Why does the right hate Soros?

This post originally appeared on the Politico.com blog.

Why does the right hate Soros?

By Drummond Pike | 10/29/10 4:38 AM EDT

Several months ago, the California Highway Patrol diverted a wacko fan of right-wing websites and Glenn Beck’s Fox News show from opening fire on our offices. After a 15-minute shootout, he was taken into custody and is now awaiting trial.

Among the many lies and misrepresentations repeated by the sites and shows that the gunman, Byron Williams, watched and listened to was the bizarre idea that George Soros “owns” the Tides organizations — through which he is allegedly pursuing a nefarious agenda to destroy America.

As a public charity, Tides is not owned by Soros, nor was it started by him. Soros is the founder and chairman of the Open Society Institute. It is just one of hundreds of funders that partner with Tides in programs to promote economic justice, democratic processes and human rights.

The Open Society funds are only a small percentage of Tides’ total contributions — far less than 5 percent of our $112 million total in 2009.

Amid the cacophony of screed, I didn’t focus on these lies about Soros. It has been bad enough to try to wrap my mind around how Beck and others were repeatedly labeling us “communists” and “socialists” and “anti-American” — on a channel that describes itself as “fair.”

Tides may be progressive, but we are enthusiastically American. Were it not for the capitalist system, not a dollar would flow through Tides. Families, foundations, corporations and collaborative groups use our services to make charitable contributions to nonprofit organizations that they recommend for grants.

I recently attended a dinner party hosted by Soros. We’d been introduced once some years ago, but I’d never spoken to him before. In the course of the evening, he captivated the table as he talked about the economy and current affairs.

As I was leaving, he posed an unexpected question. What did it feel like, he asked, to have had an “assassin” headed for our offices?

I have gotten many similar questions — though no one had used the word “assassin.” I responded that it deeply shocked and stunned us.

In some ways, I don’t think we’ve come to grips with the idea that something like this could happen in the country we’ve tried to make a better place for everyone — as do many in the nonprofit sector. Later, back in my hotel room, I started thinking about Soros some more. Why has he become the object of such anger?

It is not uncommon that financial leaders become demonized over business accomplishments. There are legendary targets, as John Rockefeller was in his day. Or executives like Charles Keating Jr., Michael Milken and Ken Lay, who break the law — something of which Soros has never been accused.

Through his philanthropy, Soros has also made extraordinary contributions to this country and around the globe — especially in Eastern Europe. In many ways, he demonstrates what is great and vibrant about America. He is certainly not the only U.S. immigrant to have accumulated a staggering fortune. Nor is he the only wealthy person to create a philanthropy focused on protecting human rights and improving the lot of marginalized communities.
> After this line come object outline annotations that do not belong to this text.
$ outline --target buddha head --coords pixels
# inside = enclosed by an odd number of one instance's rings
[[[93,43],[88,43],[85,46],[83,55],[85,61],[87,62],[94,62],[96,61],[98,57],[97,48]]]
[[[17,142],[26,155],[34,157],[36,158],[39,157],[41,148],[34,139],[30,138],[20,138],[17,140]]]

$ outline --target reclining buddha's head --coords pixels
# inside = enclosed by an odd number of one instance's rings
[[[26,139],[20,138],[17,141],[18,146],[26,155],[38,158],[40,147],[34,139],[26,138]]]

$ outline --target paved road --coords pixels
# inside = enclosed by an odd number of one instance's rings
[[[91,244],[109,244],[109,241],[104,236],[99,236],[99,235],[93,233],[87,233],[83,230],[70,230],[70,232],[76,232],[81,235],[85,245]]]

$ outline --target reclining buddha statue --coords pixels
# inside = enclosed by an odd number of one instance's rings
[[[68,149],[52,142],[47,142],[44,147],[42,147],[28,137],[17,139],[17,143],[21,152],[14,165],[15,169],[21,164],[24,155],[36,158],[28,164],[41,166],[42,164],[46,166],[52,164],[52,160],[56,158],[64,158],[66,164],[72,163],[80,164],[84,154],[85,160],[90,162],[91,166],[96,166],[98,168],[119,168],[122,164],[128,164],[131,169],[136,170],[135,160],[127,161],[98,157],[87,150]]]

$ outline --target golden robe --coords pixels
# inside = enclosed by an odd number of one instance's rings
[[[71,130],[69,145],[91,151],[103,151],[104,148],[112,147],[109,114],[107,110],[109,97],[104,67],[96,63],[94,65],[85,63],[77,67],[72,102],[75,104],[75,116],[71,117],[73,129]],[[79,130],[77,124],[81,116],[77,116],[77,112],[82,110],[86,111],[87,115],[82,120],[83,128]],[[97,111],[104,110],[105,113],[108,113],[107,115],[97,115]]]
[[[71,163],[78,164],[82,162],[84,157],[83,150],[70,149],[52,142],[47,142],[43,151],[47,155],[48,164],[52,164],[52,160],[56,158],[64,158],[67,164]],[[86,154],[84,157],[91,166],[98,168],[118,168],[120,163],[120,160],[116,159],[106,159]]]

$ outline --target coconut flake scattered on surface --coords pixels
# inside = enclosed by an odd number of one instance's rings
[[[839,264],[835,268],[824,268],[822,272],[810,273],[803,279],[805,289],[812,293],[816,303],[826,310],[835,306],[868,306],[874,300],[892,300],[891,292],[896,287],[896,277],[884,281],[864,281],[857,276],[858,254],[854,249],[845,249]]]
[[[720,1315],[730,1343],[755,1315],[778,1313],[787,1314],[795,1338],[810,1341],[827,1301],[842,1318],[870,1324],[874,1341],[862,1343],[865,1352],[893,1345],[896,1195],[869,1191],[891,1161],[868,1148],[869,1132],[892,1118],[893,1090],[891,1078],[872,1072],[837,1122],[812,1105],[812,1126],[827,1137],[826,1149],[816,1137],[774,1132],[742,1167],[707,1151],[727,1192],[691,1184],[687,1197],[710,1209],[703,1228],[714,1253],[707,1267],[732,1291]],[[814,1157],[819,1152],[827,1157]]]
His interest in contributing to politics can’t quite explain it either. There are hundreds of Americans who give in similar or greater amounts to candidates and one or another of the parties. Warren Buffett and the “Google boys” fly in private planes. Bill Gates has created a bigger philanthropy. Vinod Khosla is both an immigrant and, like Soros, an enormously successful capitalist. Oprah Winfrey has built a media empire and is openly supportive of President Barack Obama. So, what is it about Soros?

I don’t know. It might be that he speaks with a pronounced Hungarian accent. Perhaps it’s because he’s proven himself smarter than most lions of Wall Street. For example, he foresaw the housing bubble and, unlike almost everyone else in the financial industry who denigrated his concerns, positioned his investments correctly in anticipation of the debacle.

Or maybe it’s because he is passionate about human rights and the plight of immigrants. His Open Society Foundations, for example, focus on the Roma people — marginalized immigrants throughout central Europe, and they have a long commitment to the people of Burma, where a military regime has attacked human rights for many years.

But Soros is somehow viewed as the avatar of evil by intolerant right-wing extremists.

It is about time to call out this baseless criticism for what it is: bullying in its worst form, using an individual for political gain.

Glenn Beck, and his sponsor, Rupert Murdoch, who, like Soros, is an immigrant, may think they have the right to knowingly foster lies about Soros — and Tides, for that matter — though, as we have seen, it can lead extremists to pursue violence.

In most matters in this world, balance returns and those who have pushed the pendulum’s arc in one direction must deal with the fact that it inevitably reverses course.

But I’m scared for Soros. He is lambasted by the likes of Beck more than anyone. As the would-be “assassin” recently indicated, Beck says he doesn’t advocate violence — but Williams is probably not the only unbalanced soul out there who wants to “start the revolution” with an act of violence.

All of us, including Beck, need to take more responsibility for how we speak of others. Especially about those with whom we disagree.

Otherwise, when bad things happen, we share the responsibility.

Drummond Pike is the founder and chief executive officer of Tides Foundation.